Dark energy comprises 70 percent of the mass-energy of the universe. And, spookily, it behaves very much like a fudge factor known as the cosmological constant, a cosmic repulsive force
that Einstein inserted in his equations a century ago thinking it would
keep the universe from collapsing under its own weight. He later
abandoned the idea, perhaps too soon.
Under the influence of dark energy, the cosmos is now doubling in size every 10 billion years — to what end, nobody knows.
Early dark
energy, the force invoked by the Johns Hopkins group, might represent a
third episode of antigravity taking over the universe and speeding it
up. Perhaps all three episodes are different manifestations of the same
underlying tendency of the universe to go rogue and speed up
occasionally. In an email, Dr. Riess said, “Maybe the universe does this
from time-to-time?”
If so, it would
mean that the current manifestation of dark energy is not Einstein’s
constant after all. It might wink off one day. That would relieve
astronomers, and everybody else, of an existential nightmare
regarding the future of the universe. If dark energy remains constant,
everything outside our galaxy eventually will be moving away from us
faster than the speed of light, and will no longer be visible. The
universe will become lifeless and utterly dark.
But
if dark energy is temporary — if one day it switches off — cosmologists
and metaphysicians can all go back to contemplating a sensible
tomorrow.
“An appealing feature of
this is that there might be a future for humanity,” said Scott Dodelson,
a theorist at Carnegie Mellon who has explored similar scenarios.
The phantom cosmos
But the future is still up for grabs.
Far from switching off, the dark energy currently in the universe actually has increased over cosmic time, according to a recent report in Nature Astronomy. If this keeps up, the universe could end one day in what astronomers call the Big Rip, with atoms and elementary particles torn asunder — perhaps the ultimate cosmic catastrophe.
This
dire scenario emerges from the work of Guido Risaliti, of the
University of Florence in Italy, and Elisabeta Lusso, of Durham
University in England. For the last four years, they have plumbed the
deep history of the universe, using violent, faraway cataclysms called
quasars as distance markers.
Quasars arise
from supermassive black holes at the centers of galaxies; they are the
brightest objects in nature, and can be seen clear across the universe.

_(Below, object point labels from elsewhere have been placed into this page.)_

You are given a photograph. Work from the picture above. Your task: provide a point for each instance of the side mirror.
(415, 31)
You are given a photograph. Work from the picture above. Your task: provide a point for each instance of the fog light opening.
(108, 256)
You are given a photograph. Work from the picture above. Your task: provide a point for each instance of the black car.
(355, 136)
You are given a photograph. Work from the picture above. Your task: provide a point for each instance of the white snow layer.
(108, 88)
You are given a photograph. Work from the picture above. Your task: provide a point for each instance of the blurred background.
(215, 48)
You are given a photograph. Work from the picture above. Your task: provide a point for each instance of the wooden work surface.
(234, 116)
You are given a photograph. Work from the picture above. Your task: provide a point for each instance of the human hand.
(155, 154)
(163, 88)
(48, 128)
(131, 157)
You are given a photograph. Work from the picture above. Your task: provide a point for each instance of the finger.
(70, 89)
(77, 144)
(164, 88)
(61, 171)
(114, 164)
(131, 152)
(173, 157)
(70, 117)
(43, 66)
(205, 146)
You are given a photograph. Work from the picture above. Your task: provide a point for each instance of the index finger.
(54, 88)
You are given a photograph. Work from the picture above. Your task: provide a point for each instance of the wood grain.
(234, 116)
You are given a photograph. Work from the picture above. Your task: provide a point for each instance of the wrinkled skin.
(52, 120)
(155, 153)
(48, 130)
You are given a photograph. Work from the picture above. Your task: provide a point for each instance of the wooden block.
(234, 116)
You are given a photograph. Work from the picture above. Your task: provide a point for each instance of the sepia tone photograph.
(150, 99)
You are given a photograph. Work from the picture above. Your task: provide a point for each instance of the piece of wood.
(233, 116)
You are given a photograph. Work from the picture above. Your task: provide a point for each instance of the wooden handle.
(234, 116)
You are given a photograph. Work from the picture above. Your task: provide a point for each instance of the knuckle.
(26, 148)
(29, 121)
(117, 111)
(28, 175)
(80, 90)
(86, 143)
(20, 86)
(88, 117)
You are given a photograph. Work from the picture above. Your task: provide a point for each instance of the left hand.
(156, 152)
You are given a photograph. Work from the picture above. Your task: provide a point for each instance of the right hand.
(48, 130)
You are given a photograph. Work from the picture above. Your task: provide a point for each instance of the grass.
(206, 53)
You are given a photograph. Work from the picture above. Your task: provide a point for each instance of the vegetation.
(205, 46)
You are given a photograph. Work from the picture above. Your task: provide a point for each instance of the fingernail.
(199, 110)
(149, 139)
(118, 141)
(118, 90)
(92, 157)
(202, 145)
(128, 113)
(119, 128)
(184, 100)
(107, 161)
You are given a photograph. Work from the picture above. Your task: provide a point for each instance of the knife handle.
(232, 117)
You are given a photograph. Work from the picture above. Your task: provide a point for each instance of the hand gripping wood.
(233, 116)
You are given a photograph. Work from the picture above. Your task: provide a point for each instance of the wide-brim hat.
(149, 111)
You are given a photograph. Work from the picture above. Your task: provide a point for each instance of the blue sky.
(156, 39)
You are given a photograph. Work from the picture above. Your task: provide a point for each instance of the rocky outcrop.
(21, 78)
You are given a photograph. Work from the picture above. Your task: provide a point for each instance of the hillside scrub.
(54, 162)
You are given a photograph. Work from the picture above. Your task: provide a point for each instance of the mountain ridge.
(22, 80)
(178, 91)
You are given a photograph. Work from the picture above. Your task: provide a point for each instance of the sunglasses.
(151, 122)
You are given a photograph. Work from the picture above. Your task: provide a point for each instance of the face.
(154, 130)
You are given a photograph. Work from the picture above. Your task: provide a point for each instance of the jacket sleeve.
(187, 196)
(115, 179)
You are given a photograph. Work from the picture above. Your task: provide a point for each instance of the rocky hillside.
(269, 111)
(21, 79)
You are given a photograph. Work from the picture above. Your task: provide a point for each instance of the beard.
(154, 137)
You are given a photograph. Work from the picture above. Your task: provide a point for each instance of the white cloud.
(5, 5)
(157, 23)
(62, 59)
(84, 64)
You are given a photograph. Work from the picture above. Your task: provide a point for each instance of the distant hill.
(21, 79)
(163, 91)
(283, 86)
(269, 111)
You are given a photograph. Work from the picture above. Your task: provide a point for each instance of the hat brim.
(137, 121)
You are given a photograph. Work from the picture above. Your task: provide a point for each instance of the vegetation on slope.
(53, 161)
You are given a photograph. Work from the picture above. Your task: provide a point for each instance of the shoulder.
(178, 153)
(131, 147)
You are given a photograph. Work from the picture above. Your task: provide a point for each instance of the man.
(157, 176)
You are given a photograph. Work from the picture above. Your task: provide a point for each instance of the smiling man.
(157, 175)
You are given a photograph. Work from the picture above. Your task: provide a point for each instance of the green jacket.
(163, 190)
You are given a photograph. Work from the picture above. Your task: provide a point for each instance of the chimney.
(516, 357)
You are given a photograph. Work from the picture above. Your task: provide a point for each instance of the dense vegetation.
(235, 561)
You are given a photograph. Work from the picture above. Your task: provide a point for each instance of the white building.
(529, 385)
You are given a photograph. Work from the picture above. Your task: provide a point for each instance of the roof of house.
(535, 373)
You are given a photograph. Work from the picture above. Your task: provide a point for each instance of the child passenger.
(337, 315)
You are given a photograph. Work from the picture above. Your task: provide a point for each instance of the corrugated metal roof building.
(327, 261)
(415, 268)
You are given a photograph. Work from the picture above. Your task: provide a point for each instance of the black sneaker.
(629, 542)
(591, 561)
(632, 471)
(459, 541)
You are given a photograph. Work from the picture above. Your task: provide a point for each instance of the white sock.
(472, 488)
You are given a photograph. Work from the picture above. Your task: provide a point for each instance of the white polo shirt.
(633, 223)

As standard candles, quasars aren’t ideal because their masses vary
widely. Nevertheless, the researchers identified some regularities in
the emissions from quasars, allowing the history of the cosmos to be
traced back nearly 12 billion years. The team found that the rate of
cosmic expansion deviated from expectations over that time span.
One
interpretation of the results is that dark energy is not constant after
all, but is changing, growing denser and thus stronger over cosmic
time. It so happens that this increase in dark energy also would be just
enough to resolve the discrepancy in measurements of the Hubble
constant.
The bad news is that, if
this model is right, dark energy may be in a particularly virulent and —
most physicists say — implausible form called phantom energy. Its
existence would imply that things can lose energy by speeding up, for
instance. Robert Caldwell, a Dartmouth physicist, has referred to it as
“bad news stuff.”
As the universe
expands, the push from phantom energy would grow without bounds,
eventually overcoming gravity and tearing apart first Earth, then atoms.
The
Hubble-constant community responded to the new report with caution. “If
it holds up, this is a very interesting result,” said Dr. Freedman.
Astronomers
have been trying to take the measure of this dark energy for two
decades. Two space missions — the European Space Agency’s Euclid and
NASA’s Wfirst — have been designed to study dark energy and hopefully
deliver definitive answers in the coming decade. The fate of the
universe is at stake.
In the meantime, everything, including phantom energy, is up for consideration, according to Dr. Riess.
“In
a list of possible solutions to the tension via new physics, mentioning
weird dark energy like this would seem appropriate,” he wrote in an
email. “Heck, at least their dark energy goes in the right direction to
solve the tension. It could have gone the other way and made it worse!”